Se fossimo in Marchionne ci sentiremmo garantiti dal risultato del referendum di Pomigliano e pronti a investire 700 miloni di euro?
Se fossimo in Marchionne ci sentiremmo garantiti dal risultato del referendum di Pomigliano e pronti a investire 700 miloni di euro?
Il successo non plebiscitario del sì al piano Fiat dimostra che i luoghi comuni sulla “produttività” dei lavoratori dello stabilimento campano hanno una solida base, che va oltre quella dei nostalgici della Fiomm. Se fossi al vertice di un gruppo automobilistico e dovessi decidere i miei investimenti prioritari con un progetto di rientro della produzione in Italia (fatto senza precedenti nella storia dell’imprenditoria automobilistica) con un investimento da far tremare i polsi e mi trovassi di fronte ad un tiepido sì (66% contro 32%) di quei lavoratori che dovrebbero garantirmi la possibilità di ottenere i risultati attesi, cancellerei il progetto di rientro e investirei dove queste essenziali garanzie di flessibilità e produttività non sono condizionate.
Tradotto in termini più chiari se fossi Marchionne non mi sentirei assolutamente garantito dal risultato di Pomigliano, nel quale uno su tre dei miei dipendenti non intende accettare e applicare i contenuti dell’accordo, e destinerei la produzione di un modello fondamentale per Fiat come la Panda, senza esitazioni, allo stabilimento polacco che da decenni garantisce, oltre a costi di produzione inferiori, qualità del lavoro, flessibilità, basso assenteismo e scarsa conflittualità.
Le imprese devono fare le imprese e gareggiare efficacemente nei mercati di riferimento che in questo caso sono globali, pena il fallimento o l’acquisizione da parte di un nuovo padrone più cinico e più ricco, per dirla in termini simbolici.

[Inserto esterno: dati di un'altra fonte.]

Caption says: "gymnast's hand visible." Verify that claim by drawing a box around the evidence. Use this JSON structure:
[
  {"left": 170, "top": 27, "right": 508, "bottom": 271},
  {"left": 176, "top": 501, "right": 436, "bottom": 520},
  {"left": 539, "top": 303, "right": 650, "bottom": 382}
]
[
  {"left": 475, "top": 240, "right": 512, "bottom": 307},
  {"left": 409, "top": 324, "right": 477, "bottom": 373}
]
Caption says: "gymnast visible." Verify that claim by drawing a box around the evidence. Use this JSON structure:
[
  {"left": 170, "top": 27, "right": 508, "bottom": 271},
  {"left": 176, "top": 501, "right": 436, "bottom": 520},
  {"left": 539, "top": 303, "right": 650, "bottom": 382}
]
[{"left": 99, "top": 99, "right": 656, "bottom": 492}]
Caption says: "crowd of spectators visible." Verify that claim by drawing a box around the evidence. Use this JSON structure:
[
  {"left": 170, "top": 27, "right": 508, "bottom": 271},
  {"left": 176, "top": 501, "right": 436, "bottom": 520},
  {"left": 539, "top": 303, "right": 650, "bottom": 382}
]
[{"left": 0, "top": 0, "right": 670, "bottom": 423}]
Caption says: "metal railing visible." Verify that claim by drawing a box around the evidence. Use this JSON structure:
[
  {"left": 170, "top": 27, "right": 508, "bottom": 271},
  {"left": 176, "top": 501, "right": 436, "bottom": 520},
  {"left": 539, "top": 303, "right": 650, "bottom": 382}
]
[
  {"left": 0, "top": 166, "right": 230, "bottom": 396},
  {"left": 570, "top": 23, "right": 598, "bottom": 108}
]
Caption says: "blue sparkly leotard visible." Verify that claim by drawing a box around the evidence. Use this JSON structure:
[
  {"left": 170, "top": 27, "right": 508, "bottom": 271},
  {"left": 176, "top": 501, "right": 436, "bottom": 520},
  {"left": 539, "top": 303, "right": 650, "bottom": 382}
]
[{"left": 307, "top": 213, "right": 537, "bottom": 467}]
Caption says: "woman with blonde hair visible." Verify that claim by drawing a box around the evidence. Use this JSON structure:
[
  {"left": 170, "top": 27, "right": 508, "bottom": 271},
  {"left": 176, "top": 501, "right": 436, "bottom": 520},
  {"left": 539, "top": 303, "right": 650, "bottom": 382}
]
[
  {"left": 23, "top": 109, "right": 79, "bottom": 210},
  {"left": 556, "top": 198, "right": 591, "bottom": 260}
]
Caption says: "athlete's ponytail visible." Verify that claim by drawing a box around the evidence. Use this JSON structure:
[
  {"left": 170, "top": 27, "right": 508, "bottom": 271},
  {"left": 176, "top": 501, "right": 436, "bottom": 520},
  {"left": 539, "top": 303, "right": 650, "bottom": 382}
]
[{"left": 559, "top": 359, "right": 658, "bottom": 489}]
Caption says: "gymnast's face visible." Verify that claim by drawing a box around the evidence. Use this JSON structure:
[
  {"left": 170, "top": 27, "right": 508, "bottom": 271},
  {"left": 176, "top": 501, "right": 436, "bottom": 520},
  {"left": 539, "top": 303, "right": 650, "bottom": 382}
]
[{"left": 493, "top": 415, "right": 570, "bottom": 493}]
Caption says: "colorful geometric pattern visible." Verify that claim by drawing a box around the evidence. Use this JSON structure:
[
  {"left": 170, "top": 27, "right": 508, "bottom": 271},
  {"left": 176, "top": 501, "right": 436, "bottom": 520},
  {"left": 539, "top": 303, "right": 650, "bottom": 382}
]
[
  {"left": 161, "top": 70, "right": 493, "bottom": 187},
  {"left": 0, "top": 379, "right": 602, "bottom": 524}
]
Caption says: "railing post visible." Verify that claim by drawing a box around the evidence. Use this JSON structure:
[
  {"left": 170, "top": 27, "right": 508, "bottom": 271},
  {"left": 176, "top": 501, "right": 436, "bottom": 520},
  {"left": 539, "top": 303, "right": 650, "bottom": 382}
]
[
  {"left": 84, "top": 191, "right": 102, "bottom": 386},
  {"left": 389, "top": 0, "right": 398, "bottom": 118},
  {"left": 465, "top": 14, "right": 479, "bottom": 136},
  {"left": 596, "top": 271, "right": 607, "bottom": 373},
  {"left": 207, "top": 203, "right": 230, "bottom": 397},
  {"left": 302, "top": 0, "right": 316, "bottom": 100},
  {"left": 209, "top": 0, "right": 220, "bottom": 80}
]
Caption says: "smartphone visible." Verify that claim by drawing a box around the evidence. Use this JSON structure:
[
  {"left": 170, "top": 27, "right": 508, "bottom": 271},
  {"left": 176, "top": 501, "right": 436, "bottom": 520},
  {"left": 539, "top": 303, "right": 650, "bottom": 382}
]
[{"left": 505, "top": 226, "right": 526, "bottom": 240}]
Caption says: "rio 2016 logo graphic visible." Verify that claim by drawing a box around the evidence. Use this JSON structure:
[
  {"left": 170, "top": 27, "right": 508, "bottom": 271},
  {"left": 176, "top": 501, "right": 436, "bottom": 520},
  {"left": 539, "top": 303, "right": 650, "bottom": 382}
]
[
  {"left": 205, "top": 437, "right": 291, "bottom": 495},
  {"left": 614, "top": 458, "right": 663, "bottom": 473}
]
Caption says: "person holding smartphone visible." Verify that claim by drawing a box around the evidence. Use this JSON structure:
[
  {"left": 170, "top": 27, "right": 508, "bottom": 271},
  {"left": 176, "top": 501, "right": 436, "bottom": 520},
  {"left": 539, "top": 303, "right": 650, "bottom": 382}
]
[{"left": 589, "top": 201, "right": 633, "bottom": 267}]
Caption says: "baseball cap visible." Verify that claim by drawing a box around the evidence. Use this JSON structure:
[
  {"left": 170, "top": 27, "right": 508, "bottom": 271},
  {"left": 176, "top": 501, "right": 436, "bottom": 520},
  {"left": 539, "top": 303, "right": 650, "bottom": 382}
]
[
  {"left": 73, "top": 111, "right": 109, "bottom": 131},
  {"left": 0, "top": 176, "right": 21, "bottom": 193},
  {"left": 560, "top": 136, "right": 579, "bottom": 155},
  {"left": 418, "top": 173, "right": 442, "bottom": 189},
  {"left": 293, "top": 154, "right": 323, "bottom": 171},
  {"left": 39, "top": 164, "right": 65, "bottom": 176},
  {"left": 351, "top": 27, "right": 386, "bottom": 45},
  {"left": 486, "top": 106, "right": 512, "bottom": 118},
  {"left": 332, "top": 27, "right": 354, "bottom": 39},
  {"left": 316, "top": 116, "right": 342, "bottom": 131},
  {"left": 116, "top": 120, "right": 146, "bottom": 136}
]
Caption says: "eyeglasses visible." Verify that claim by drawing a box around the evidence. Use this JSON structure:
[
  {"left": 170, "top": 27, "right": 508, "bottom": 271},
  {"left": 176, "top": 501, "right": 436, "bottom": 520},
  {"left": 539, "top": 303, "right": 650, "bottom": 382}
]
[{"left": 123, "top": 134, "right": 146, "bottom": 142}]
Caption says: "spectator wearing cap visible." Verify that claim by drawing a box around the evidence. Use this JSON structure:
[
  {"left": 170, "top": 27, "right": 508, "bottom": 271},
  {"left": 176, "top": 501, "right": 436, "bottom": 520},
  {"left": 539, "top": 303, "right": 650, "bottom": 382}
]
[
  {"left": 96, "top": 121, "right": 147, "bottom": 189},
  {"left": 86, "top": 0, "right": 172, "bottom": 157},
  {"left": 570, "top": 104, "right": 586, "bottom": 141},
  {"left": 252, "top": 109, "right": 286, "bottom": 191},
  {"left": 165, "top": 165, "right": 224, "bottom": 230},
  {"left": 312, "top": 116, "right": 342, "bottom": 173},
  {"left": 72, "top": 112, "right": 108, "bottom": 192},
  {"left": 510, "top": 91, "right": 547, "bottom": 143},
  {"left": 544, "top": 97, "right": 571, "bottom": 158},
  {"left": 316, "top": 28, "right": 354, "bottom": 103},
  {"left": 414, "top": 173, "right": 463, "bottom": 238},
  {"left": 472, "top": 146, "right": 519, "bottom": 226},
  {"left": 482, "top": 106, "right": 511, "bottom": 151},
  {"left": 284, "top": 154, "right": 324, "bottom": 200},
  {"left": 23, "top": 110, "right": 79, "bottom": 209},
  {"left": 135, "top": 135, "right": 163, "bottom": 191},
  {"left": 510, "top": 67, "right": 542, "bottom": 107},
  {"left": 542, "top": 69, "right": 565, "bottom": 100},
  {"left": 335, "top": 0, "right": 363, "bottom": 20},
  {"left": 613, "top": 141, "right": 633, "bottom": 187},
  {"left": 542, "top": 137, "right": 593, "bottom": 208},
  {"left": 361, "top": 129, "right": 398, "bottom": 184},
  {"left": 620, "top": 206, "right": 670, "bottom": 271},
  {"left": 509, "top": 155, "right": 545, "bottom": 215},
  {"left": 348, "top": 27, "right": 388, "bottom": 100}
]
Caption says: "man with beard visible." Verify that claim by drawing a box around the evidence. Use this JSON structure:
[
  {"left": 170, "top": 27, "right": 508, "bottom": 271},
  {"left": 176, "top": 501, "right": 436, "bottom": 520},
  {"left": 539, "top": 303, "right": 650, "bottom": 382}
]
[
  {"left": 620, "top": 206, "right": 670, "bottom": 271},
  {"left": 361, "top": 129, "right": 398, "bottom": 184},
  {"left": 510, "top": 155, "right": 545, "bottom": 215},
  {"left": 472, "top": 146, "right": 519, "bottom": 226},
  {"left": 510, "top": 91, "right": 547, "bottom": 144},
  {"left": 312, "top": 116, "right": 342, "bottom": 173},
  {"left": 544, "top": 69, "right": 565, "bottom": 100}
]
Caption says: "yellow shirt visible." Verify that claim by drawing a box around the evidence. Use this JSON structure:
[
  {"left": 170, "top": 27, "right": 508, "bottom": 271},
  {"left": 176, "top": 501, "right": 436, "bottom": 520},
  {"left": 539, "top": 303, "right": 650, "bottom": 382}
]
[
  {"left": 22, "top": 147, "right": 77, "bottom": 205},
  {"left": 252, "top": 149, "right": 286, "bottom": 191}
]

In un mercato complesso, maturo, ad alta competitività, in cui gli investimenti sono enormi e il rischio connesso al loro risultato elevato, nessun imprenditore assennato si arrischierebbe ad investire sulle sabbie mobili di una conflittualità d’altri tempi, da impresa statale (italiana) degli anni ’70, guarda caso proprio com’era l’Alfa Sud.
Pomigliano ha assenteismo elevato, forte conflittualità, qualità del lavoro modesta, rigidità gestionali che portano in sede di trattativa sindacale banali scelte operative nelle quali la rapidità di reazione costituisce l’elemento di successo o meno rispetto alle richieste di mercato.
Chiaro che se proprio il vertice Fiat volesse insistere nell’idea di portare una produzione cardine come la Panda dove oggi produce, con risultati assai modesti, le Alfa 159, investendo 700 milioni di euro, avrebbe la necessità di veder garantite le proprie capacità di far fronte all’andamento dei mercati e con costi di produzione compatibili. I progettisti possono far miracoli e realizzare un prodotto perfetto, ma se tutta la macchina di produzione, vendita e post vendita non ne supporta e segue prontamente gli andamenti, anche un buon prodotto può essere la rovina dell’impresa.
Devo dire che anche i contenuti dell’accordo tesi a garantire, presenza, produttività, turni e straordinari comandati, hanno un valore essenzialmente dissuasivo e non mi sembrano in grado di dare certezze sull’andamento produttivo.
Certo che se il “Sì” fosse stato plebiscitario si sarebbe potuta percepire una ben più solida penetrazione di cultura industriale in un contesto come quello di Pomigliano. Il risultato dei “No”, in percentuale superiore agli iscritti Fiomm, getta un’ombra pesante sulla fattibilità dell’investimento in condizioni di sufficiente sicurezza dei risultati.[!BANNER]
Come finirà? Non lo so, ma al posto di Marchionne non rischierei di tornare alla situazione preliquidatoria Fiat del 2003, per di più con un prodotto vincente come la Panda.
Forse finirà con un investimento più modesto e l’allocazione su Pomigliano di produzioni meno strategiche e che possono essere prodotte anche all’estero. So che la mia opinione scatenerà reazioni contrastanti, ma la Panda merita più di quello che Pomigliano è in grado di garantirle allo stato attuale.
Mi auguro che le cose cambino, che il realismo, che non richiede particolari sforzi interpretativi sul futuro della produzione auto in Italia, possa inaspettatamente cambiare l’atteggiamento irrealistico di un terzo dei lavoratori di Pomigliano, che Rosy Bindi smetta di dire sciocchezze di principio su temi concreti che non conosce e non capisce, che la Fiomm cessi di giocare ancora con il dileggio dei colleghi “servi del padrone”. Lo spero, ma non ci credo.